For those interested in improving txrep training performance, I wonder
if it couldn't be improved tremendously; I'm a little unclear on what it
does/doesn't track, and by this statement:

        https://apache.googlesource.com/spamassassin/+/trunk/lib/Mail/SpamAssassin/Plugin/TxRep.pm#1805

        The TxRep plugin currently does track each message individually,
        hence it does not detect when you learn the message repeatedly.
        It will add/subtract the penalty/bonus score each time the
        message is fed to the spam learner.

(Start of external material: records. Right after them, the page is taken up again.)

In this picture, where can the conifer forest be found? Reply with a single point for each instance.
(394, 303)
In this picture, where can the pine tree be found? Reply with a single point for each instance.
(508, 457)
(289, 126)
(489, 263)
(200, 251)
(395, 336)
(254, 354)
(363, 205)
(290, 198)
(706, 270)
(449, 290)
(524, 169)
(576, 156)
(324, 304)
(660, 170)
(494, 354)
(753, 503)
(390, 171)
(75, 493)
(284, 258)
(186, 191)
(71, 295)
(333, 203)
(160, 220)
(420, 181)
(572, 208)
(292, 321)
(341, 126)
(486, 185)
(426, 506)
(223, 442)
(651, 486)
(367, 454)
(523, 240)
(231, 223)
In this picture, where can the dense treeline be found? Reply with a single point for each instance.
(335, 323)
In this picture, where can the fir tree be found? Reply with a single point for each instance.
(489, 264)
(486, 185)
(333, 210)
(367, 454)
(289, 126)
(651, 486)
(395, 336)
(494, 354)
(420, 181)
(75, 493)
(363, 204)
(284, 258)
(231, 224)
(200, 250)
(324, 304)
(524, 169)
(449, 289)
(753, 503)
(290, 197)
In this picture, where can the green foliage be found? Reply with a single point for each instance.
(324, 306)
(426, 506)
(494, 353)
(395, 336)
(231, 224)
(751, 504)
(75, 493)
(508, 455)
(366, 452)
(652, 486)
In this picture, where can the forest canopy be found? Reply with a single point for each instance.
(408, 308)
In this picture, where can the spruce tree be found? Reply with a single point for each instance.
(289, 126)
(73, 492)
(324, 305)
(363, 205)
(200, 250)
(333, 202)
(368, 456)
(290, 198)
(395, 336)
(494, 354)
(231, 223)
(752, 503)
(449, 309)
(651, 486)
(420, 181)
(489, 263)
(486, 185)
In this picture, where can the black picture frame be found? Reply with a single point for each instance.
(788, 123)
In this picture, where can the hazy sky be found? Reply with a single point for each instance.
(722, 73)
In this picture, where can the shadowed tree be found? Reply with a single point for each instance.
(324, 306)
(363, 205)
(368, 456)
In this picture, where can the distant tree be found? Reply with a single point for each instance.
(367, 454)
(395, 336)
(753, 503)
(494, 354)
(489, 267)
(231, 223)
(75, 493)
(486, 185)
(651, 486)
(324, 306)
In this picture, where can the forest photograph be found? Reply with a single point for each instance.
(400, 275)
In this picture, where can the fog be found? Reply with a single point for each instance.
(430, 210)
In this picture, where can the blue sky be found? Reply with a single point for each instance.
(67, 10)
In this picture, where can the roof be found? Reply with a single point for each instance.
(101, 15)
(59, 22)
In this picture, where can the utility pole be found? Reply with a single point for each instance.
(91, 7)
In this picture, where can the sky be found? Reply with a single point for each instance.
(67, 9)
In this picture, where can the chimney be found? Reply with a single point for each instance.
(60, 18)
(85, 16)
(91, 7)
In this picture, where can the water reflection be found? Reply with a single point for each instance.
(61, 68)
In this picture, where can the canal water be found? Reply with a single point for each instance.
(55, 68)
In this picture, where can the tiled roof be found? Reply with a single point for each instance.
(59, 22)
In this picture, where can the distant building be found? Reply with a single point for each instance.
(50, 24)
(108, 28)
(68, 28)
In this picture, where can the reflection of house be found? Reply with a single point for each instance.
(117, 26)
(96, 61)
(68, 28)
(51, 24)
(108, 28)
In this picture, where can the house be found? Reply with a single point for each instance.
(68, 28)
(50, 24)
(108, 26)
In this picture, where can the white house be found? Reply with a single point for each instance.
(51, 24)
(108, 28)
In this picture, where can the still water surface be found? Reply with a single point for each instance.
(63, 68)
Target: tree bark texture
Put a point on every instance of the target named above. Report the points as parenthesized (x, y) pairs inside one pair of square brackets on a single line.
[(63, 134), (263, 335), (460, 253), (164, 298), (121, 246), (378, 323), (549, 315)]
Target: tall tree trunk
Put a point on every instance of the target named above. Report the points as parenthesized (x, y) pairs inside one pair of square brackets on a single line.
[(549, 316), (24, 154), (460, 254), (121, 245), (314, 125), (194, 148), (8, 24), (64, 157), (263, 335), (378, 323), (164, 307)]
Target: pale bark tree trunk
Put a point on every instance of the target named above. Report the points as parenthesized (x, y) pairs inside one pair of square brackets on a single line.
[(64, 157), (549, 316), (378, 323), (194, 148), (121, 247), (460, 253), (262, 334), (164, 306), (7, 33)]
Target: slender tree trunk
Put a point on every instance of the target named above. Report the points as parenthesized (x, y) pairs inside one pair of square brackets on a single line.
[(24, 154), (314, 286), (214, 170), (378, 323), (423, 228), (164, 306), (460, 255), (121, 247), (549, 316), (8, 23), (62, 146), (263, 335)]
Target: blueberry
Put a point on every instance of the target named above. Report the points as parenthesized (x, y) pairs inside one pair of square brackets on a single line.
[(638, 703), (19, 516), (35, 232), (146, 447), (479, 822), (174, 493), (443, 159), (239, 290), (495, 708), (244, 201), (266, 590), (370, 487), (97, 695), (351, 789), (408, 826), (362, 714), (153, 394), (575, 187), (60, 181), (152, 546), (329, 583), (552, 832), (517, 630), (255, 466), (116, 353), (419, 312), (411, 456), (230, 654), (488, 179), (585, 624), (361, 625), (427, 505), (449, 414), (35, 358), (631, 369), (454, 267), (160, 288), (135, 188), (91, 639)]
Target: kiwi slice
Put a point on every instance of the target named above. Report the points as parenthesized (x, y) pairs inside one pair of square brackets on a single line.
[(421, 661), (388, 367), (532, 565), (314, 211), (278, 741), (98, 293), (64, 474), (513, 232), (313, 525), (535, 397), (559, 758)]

Is that a typo?  If it does track individual messages, it seems obvious
that it *should* detect learning a message repeatedly, and do nothing
when you try to re-learn a message as the same type.  (I have some
queries save, and such but eg. learning a message the first time issued
19 queries - relearning the same message as the same time issued 41
queries.)

My guess is the current state of things is:  could be improved, maybe
file an rfe   ?


Thanks...



On Wed, 2017-07-12 at 17:40 -0600, Jesse Norell wrote:
> One thing pointing to maybe a need for reworking the training logic is
> that I have txrep_track_messages at the default (1), and almost every
> message in my corpus has already been trained; each run brings in only a
> handful of new messages (usually 10-20, but often 0, and always < 100).
> It sure seems like a quick check to find out if it has already learned
> this message as the same type (ham/spam) would take a single query, then
> move on to the next message for those already seen; but I see sa-learn
> doing many INSERTS (usually failing with 'Duplicate entry') and UPDATEs
> of the txrep table.
> 
> 
> On Wed, 2017-07-12 at 09:59 -0600, Jesse Norell wrote:
> > Hello,
> > 
> >   I have txrep data in a mysql database, and am working on a training
> > script to run sa-learn; with bayes also in MySQL and a corpus size of
> > 5279 nspam and 849 nham, sa-learn takes a full 2 hours to run with txrep
> > enabled (use_txrep 1), but only 13 minutes with txrep disabled
> > (use_txrep 0).  One of my main gripes with the old AWL was that it
> > didn't learn/correct when training messages, so I love that txrep does
> > that, but does anyone have any tips to improve txrep training
> > performance?  Either tweaks/improvements on my end, or even a little
> > thought on logic redesign in that area?
> > 
> > Thanks,
> > 
> 
> 


-- 
Jesse Norell
Kentec Communications, Inc.
970-522-8107  -  www.kci.net

Re: txrep training performance

Posted by Jesse Norell <je...@kci.net>.

One thing pointing to maybe a need for reworking the training logic is
that I have txrep_track_messages at the default (1), and almost every
message in my corpus has already been trained; each run brings in only a
handful of new messages (usually 10-20, but often 0, and always < 100).
It sure seems like a quick check to find out if it has already learned
this message as the same type (ham/spam) would take a single query, then
move on to the next message for those already seen; but I see sa-learn
doing many INSERTS (usually failing with 'Duplicate entry') and UPDATEs
of the txrep table.

On Wed, 2017-07-12 at 09:59 -0600, Jesse Norell wrote:
> Hello,
> 
>   I have txrep data in a mysql database, and am working on a training
> script to run sa-learn; with bayes also in MySQL and a corpus size of
> 5279 nspam and 849 nham, sa-learn takes a full 2 hours to run with txrep
> enabled (use_txrep 1), but only 13 minutes with txrep disabled
> (use_txrep 0).  One of my main gripes with the old AWL was that it
> didn't learn/correct when training messages, so I love that txrep does
> that, but does anyone have any tips to improve txrep training
> performance?  Either tweaks/improvements on my end, or even a little
> thought on logic redesign in that area?
> 
> Thanks,
> 

-- 
Jesse Norell
Kentec Communications, Inc.
970-522-8107  -  www.kci.net